Cherag Balsara, a practising advocate in commercial law in the Mumbai High Court, said that pledging of shares is different from mortgage. “Pledging is different from a mortgage, according to the Supreme Court in the case of Balakrishnan Gupta V/s Swadeshi Polytex. The ownership of the pledged shares continues to remain with the pledgor and therefore no interest is created in the same. If Tata Sons were to file an action for restraining SP Group from pledging its shares, it would amount to the oppression of the minority shareholder,” he added.

Balsara also explained that a shareholder has the right to benefit from the equity share ownership. “Since the Tata Group would be restraining a shareholder from exercising its legal right to benefit from the ownership of its shares which include a right to pledge or receive bonus shares, dividends etc,” Balsara added.

The banks who have been approached for refinancing by Brookfield are also in a bind since Tata Sons is an illiquid stock and is under litigation. They are pressing for a NoC or a verbal assurance from Tata Sons. The matter is yet to come up to Tata Sons board, people in the know said.

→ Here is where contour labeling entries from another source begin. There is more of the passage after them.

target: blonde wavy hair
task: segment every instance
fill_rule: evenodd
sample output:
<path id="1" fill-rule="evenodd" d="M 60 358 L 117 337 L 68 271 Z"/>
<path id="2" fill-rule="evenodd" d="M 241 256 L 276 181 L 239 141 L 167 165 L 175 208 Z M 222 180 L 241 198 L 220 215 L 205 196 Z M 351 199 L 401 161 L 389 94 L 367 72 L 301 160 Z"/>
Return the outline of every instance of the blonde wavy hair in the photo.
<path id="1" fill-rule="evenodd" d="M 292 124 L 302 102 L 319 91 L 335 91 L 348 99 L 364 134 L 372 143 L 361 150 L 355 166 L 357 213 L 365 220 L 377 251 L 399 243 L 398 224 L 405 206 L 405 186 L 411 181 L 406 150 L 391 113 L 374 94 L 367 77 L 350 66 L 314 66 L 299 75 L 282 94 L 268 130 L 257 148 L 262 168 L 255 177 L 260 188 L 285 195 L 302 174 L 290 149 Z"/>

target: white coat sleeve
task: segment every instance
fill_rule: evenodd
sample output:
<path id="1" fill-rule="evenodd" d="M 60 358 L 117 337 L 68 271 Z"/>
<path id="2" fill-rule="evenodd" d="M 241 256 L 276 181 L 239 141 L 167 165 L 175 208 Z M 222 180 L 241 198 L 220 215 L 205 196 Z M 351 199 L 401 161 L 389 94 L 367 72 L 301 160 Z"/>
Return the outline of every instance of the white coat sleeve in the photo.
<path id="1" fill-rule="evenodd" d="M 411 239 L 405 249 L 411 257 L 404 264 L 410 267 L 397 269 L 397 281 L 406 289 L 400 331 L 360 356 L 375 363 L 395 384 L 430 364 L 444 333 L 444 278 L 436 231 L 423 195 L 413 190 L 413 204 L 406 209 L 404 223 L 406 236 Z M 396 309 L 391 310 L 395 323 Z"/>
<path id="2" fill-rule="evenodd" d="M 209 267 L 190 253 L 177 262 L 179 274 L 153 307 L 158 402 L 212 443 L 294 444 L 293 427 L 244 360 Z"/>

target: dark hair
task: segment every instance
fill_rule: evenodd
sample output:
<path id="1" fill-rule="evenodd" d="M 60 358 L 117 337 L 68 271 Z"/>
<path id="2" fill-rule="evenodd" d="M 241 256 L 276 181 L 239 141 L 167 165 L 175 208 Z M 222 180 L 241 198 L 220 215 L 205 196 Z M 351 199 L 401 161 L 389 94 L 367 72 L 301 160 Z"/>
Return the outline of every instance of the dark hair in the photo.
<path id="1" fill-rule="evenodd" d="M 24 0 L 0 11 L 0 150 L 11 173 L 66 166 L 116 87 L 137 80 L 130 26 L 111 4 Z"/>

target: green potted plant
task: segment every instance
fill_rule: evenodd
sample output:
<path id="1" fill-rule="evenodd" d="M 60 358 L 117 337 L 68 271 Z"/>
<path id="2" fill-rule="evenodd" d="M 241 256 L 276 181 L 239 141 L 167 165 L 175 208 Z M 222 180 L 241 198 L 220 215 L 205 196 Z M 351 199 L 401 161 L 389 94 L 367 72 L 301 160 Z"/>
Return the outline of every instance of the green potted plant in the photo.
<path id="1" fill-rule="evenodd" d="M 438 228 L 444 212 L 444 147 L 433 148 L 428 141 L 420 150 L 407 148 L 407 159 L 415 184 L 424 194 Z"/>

According to a CARE Ratings report, dated February 21, the SP Group’s debt increased from Rs 28,000 crore in March to Rs 30,000 crore as on September 30, 2019 while the company’s standalone debt stood at Rs 9,019 crore as of September-end. Matters have compounded since the asset sale exercises – Eureka Forbes and solar assets – are also far from closure. The sale process for the former has been paused with the onset of Covid-19 after muted response from potential buyers who baulked at the premium billion dollar plus valuation.

“In view of substantial repayments ~Rs.3,000 crore falling due in H2FY20 at SPCPL (standalone) level, timely progress with respect to these initiatives would be critical for the credit profile of the company and will be a key rating monitorable,” the Care report said.